January 9, 2023
By Kamil Evy Bantol, Drexel University College of Medicine
If you have gone through the medical education and residency application process, one of the biggest selling points of each program is their dedication to diversity and inclusion — diversity not just in their patient population, but also in recruiting a class that is diverse in age, sex, race/ethnicity and life experiences. Looking at medical school class profiles show that this initiative has mostly been successful. Drexel University College of Medicine’s most recent matriculating class (the class of 2026), for example, boasts a group comprising 59% female students. This is reflected nationally, with women comprising over half of entering medical students, recent medical graduates and active trainees in the United States.
Unfortunately, this diversity has not been felt in all areas in medicine. In cardiology, women comprise only 18% of fellows, less than 15% of practicing general cardiologists, and less than 5% of interventional cardiologists.1 This is a stark difference to the patients they serve, with recent estimates indicating that more than 50% of women in the United States above 40 years old suffer from cardiovascular disease.2 It is also the leading cause of death in women, contributing to one in every five female deaths.3 With research indicating that patient outcomes improve when there is diversity in the health care workforce, various organizations emphasize the need for more diversity in recruiting physicians and cardiologists.4
Why do these disparities in cardiology exist?
Cardiology is touted as one of the most competitive fellowships within internal medicine. According to the 2022 fellowship match data from the National Resident Match Program, cardiology had an 87% match rate for U.S. medical graduates and a 69% overall match rate.5 This difficulty in obtaining a fellowship in and of itself poses a large barrier to many applicants.

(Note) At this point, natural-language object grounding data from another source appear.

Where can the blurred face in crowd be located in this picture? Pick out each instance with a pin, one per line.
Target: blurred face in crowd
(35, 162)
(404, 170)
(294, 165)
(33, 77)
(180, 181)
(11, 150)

However, scores and one’s curriculum vitae are only one piece of the puzzle. Cardiology is often viewed by many residents as a field with poor work-life balance. Call schedules as attendings tend to be more grueling than other specialties — particularly within interventional cardiology, which requires prompt patient care 24/7. This difficult lifestyle is reflected in a 2017 survey of cardiologists.6 Compared to men, women cardiologists were less likely to be married or have children. Having a family further played a role in their career, with women reporting that childbirth and family responsibilities hindered their professional work or career advancement. They also were three times more likely to experience discrimination, particularly sex and parenting discrimination. Additionally, given that women comprise less than 50% of cardiology physicians, the lack of mentorship was cited as one of the barriers women experience in the field.
What are some current initiatives to close this gap in cardiology?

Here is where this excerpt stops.